Entre as maiores dificuldades enfrentadas para solucionar o problema, a mais citada pelas vítimas de fraude foram:

  • Perda de tempo (45%);
  • Burocracia para mostrar que a vítima estava com a razão (27%);
  • Perda de dinheiro (26%); e
  • Falta de conhecimento sobre quem poderia resolver o caso (20%).

Não bastasse a perda de dinheiro, alguns ainda tiveram que lidar com o constrangimento de ficar com o nome sujo em razão da fraude.

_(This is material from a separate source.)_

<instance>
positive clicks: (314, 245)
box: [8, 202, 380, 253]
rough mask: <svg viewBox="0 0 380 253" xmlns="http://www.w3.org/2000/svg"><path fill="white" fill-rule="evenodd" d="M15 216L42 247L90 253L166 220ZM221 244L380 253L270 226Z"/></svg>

Segundo a pesquisa, 19% dos internautas vítimas de fraude foram incluídos nos cadastros de devedores, sendo que 12% conseguiram resolver e 7% ainda permanecem com restrição no nome.

Os danos também são emocionais: 47% relataram ter sofrido stress por causa da fraude. Além disso, 15% citaram a perda de tempo; 14% mencionaram ajustes no orçamento para cobrir os prejuízos e 11% relataram depressão, ansiedade e outros problemas psicológicos, além da dificuldade para conseguir crédito (10%).

Nove em cada 10 vítimas têm dificuldade para se proteger de fraudes

Mesmo com o aumento de alertas e de maior acesso a informações de segurança para que se evite cair em fraudes, 92% dos consumidores admitem dificuldades para se proteger contra esse tipo de crime, sendo as principais:

  • Saber se um site é confiável para transações financeiras (49%);
  • Identificar a veracidade de boletos (40%);
  • Não enviar dados bancários ou pessoais por e-mail, SMS ou WhatsApp (35%); e
  • Não compartilhar dados pessoais nas redes sociais (34%).

De acordo com o levantamento, 62% dos entrevistados se consideram uma pessoa mais preparada para evitar esse tipo de crime após ter sofrido uma fraude e 91% adotaram algum tipo de medida para evitar novas fraudes, sendo as principais:

  • Não responder a e-mails ou telefonemas que solicitam informações pessoais e financeiras (39%);
  • Não abrir mensagens de pessoas desconhecidas ou suspeitas (37%);
  • Fazer compras somente em locais confiáveis (37%); e
  • Não compartilhar dados pessoais nas redes sociais (36%).